Where do we go from here?

[GnomeDePlume]

Up until 4 weeks ago DM(85) was doing fine. Lived alone in a bungalow with family member close by calling in regularly (most days) for general chit chat.

Then she took a fall and broke her leg requiring surgery.

In these 4 weeks DM has declined so much. Her short-term memory is shot. She has stopped eating, she still chooses food but then just pushes it around a bit without managing more than a mouthful. She still drinks water but isn't interested in any other drink (she used to be a big tea drinker).

DM is now in a ward waiting for discharge to another hospital where she will do some physiotherapy.

It all seems too little, too late.

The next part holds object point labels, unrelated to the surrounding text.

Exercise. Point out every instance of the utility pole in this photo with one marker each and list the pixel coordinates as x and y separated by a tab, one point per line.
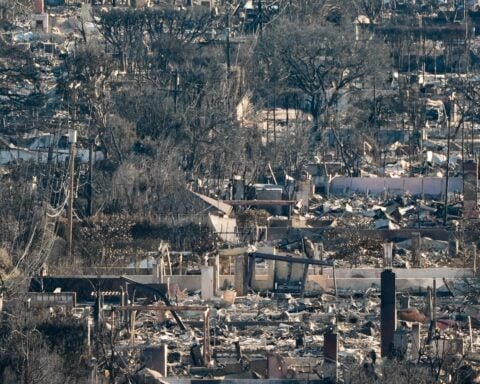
447	169
72	139
175	91
91	143
227	31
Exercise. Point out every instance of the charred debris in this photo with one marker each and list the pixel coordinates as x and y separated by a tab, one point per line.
356	265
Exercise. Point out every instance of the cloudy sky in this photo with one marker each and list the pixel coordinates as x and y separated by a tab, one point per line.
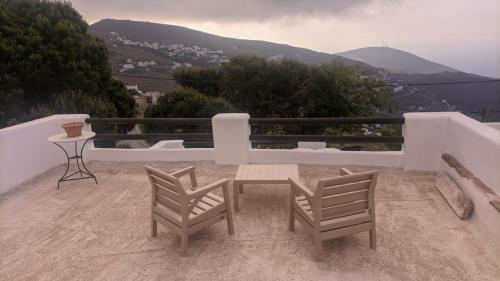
463	34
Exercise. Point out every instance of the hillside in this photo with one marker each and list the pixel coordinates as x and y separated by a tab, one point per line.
395	61
157	50
166	36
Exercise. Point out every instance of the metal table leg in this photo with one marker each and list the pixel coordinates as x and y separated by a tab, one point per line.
78	158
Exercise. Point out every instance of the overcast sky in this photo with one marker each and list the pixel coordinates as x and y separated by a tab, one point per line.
463	34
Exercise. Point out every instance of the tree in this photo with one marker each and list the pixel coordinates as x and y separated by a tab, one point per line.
205	81
185	102
45	49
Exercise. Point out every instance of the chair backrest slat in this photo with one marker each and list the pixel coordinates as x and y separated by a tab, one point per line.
344	210
346	195
168	191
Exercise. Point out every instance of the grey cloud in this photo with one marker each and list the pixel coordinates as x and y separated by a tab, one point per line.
218	10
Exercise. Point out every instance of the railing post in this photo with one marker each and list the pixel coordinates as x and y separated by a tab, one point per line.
231	138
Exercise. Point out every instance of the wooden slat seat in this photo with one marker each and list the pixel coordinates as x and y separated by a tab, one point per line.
340	206
186	211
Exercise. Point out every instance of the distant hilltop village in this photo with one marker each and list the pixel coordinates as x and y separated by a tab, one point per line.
180	55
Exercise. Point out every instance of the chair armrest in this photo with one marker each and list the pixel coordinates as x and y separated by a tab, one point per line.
296	184
344	172
183	172
207	188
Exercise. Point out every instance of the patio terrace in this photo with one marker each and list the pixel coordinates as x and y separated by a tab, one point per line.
101	232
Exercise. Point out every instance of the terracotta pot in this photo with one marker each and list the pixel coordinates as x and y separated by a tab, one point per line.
73	129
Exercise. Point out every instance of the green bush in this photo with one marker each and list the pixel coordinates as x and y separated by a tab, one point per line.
188	103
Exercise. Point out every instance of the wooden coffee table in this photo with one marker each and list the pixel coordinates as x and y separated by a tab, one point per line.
261	174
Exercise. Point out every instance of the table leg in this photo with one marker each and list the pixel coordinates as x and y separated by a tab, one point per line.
236	199
83	163
77	157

She isn't getting out of bed. Her world has shrunk from bungalow, well tended garden, clubs, to the tray over her bed.

Is there any coming back?

I'm not sure what answers I'm looking for. It all feels a bit miserable at the moment.

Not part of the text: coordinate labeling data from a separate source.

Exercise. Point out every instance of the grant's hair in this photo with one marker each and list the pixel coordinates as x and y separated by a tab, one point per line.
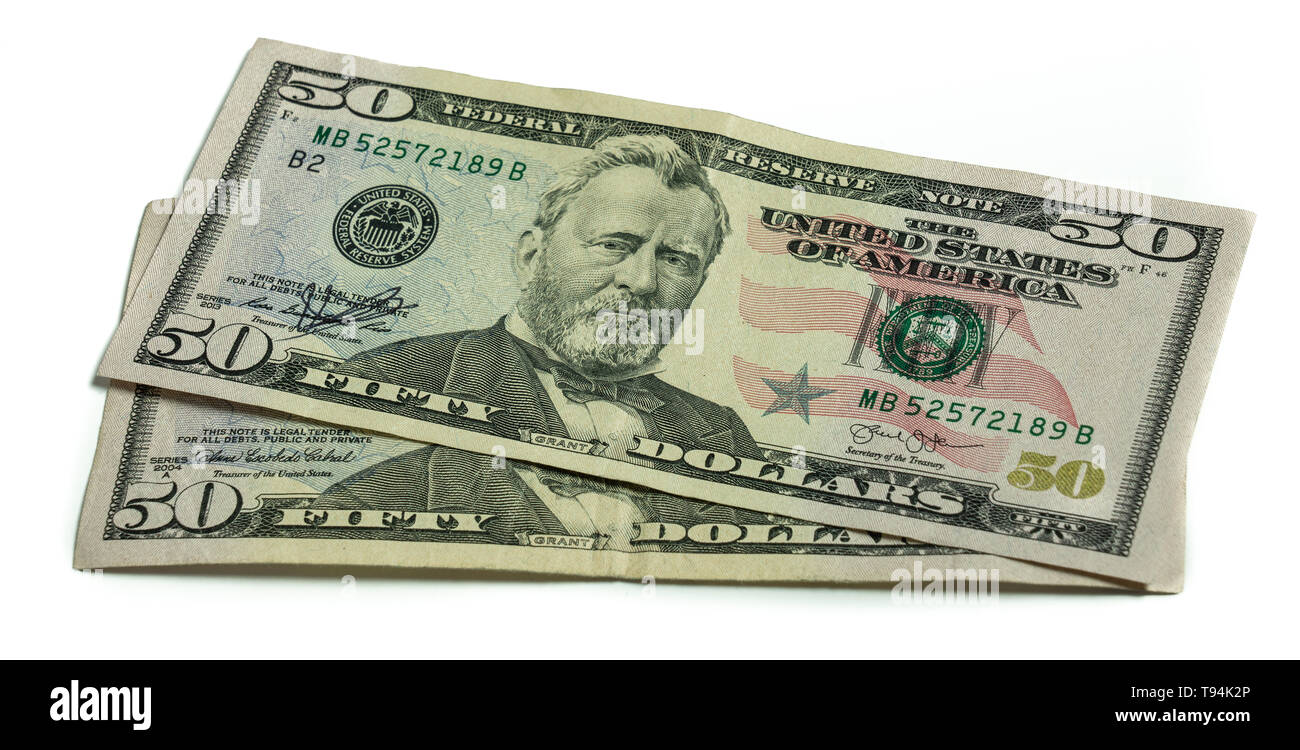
676	169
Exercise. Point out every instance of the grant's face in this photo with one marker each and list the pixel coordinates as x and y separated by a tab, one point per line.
627	232
625	239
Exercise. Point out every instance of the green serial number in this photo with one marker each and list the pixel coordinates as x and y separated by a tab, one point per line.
976	416
419	152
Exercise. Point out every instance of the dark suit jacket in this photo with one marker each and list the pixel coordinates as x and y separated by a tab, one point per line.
489	365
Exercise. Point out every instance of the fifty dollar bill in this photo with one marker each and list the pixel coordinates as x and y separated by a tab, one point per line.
694	303
182	480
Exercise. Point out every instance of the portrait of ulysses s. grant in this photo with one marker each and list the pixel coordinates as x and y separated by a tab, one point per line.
633	225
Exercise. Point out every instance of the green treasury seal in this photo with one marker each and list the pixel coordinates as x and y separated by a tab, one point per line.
931	338
385	226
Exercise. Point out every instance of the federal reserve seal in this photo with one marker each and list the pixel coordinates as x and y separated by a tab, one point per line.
385	226
931	338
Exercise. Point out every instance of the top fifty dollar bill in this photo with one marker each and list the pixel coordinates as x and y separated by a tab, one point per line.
696	303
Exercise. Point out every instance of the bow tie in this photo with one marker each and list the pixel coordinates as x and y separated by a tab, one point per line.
581	389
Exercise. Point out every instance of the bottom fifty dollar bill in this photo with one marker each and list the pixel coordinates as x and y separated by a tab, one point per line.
183	480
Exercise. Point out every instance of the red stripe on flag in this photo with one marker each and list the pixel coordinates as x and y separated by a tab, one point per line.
776	242
979	452
798	310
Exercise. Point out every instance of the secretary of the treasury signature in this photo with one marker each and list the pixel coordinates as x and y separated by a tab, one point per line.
914	442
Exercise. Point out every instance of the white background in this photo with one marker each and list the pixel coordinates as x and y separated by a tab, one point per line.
105	105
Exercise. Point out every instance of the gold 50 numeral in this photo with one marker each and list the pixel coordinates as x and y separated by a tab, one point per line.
1079	478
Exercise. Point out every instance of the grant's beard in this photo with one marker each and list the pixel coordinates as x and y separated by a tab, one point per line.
571	328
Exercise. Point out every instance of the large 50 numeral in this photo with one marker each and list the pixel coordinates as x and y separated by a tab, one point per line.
200	508
1147	239
369	100
230	350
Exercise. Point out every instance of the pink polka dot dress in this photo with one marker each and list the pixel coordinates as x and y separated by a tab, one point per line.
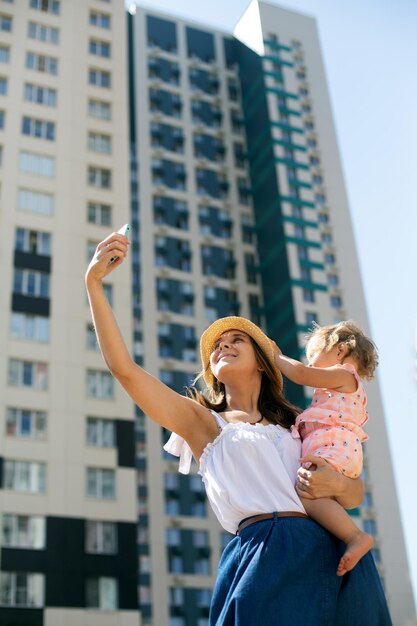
331	427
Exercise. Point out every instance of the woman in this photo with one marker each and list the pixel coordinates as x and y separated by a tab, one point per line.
280	568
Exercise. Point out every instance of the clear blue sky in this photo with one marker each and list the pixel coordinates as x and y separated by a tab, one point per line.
370	51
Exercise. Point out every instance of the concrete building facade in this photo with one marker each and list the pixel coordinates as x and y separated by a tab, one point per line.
67	461
221	151
239	207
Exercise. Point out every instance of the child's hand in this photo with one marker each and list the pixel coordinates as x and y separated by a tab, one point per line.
115	245
275	348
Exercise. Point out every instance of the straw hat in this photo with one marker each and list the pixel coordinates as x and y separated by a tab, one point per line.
222	325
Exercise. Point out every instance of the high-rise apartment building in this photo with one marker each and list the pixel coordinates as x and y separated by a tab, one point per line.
67	477
220	149
239	207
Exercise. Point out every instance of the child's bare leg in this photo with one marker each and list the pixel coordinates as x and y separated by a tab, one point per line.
329	514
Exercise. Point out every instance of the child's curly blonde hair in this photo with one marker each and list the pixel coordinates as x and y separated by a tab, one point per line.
360	347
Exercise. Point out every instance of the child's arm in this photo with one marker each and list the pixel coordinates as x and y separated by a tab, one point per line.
335	377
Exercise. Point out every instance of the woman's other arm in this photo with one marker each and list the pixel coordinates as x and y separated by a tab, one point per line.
322	481
159	402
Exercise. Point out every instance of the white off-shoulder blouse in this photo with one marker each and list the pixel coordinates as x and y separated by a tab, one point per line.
247	470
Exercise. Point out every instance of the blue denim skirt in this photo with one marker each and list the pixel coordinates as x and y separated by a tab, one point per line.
282	572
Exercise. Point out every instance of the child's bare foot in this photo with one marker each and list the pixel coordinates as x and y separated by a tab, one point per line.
357	545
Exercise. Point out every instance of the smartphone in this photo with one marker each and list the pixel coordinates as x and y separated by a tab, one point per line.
124	230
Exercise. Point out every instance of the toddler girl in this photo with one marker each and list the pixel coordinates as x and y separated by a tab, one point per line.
331	428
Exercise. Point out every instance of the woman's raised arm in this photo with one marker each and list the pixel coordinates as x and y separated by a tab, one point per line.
159	402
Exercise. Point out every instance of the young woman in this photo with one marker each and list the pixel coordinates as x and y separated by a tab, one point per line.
280	568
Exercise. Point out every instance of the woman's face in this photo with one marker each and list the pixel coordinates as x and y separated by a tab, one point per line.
233	355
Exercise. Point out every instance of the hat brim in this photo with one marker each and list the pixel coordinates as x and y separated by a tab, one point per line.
224	324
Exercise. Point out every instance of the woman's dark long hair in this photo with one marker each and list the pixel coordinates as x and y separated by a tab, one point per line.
272	403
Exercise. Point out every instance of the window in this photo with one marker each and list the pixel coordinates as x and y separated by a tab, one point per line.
40	95
41	63
25	423
29	327
333	280
98	142
99	78
101	20
99	214
99	48
48	6
36	242
37	164
23	531
101	432
21	589
99	177
38	128
43	33
4	54
28	374
336	302
31	283
308	295
100	537
101	483
102	593
100	384
25	476
5	23
99	109
35	202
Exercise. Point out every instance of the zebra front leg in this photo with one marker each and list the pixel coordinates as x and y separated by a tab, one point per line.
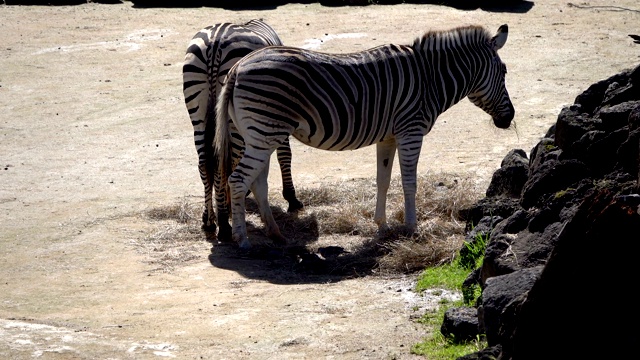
385	151
260	189
288	190
246	172
408	155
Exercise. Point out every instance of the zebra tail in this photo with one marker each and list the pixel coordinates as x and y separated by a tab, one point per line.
222	137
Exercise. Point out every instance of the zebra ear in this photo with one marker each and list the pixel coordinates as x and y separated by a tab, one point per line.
500	39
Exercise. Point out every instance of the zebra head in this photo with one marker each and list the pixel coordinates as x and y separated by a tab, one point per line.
491	93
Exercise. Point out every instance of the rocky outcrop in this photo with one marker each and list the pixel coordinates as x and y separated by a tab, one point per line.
560	260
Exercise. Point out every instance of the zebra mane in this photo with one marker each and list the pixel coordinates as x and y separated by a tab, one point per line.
446	39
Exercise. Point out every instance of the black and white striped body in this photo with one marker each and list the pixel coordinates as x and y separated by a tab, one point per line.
389	96
209	57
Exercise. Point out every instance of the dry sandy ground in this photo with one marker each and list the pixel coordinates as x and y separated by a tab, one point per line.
93	131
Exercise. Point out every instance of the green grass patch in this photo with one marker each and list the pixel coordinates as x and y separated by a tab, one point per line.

I think the high level of pain relief needed after a fracture and surgery plays merry hell with appetite.

Chuck in the fairly dreary food and weird meal times and it is surprising if anyone eats anything.

I know it is probably cost and admin related but the insistence of squashing breakfast, lunch and dinner into a very short period does not encourage eating.

💐@AInightingale bloody awful sums it up

My mum isn't even eating sweets or biscuits if offered, that's very out of character for her! It's as if her appetite has just been switched off.

The same with my DM.

I notice that she has also got quite adept at pushing food around to make it look like she has eaten. That probably stops people bothering her about not eating.

DF did the same thing as his appetite disappeared when his cancer returned.

I have no advice but just sympathy, I'm in a very similar position. Mum 78yo mum went in at the beginning of sept with one health condition (which she had been ignoring symptoms of for a couple of months), spent a month in, tried to come home, could not cope so went back to a rehab unit (wish they'd just recognised that this was needed in the first place) and is now back in hospital due to more health issues. She has completely lost her mobility, is basically in nappies, barely eats (though that was an original symptom), has lost all interest in reading/crosswords, and is now sleeping a lot. She had to go back to main hospital last week due to more emerging, small health conditions.
My dad visits every day but the prognosis always seems vague. She told her rehab she wanted to get 'back to normal' (very sedentary life spent mainly at home) but she seems to have no drive to get better and also seems so vague about what is happening to her. She just seems to be accepting things happening rather than actively trying to get better, which sounds harsh but it seems to be the only way to describe it.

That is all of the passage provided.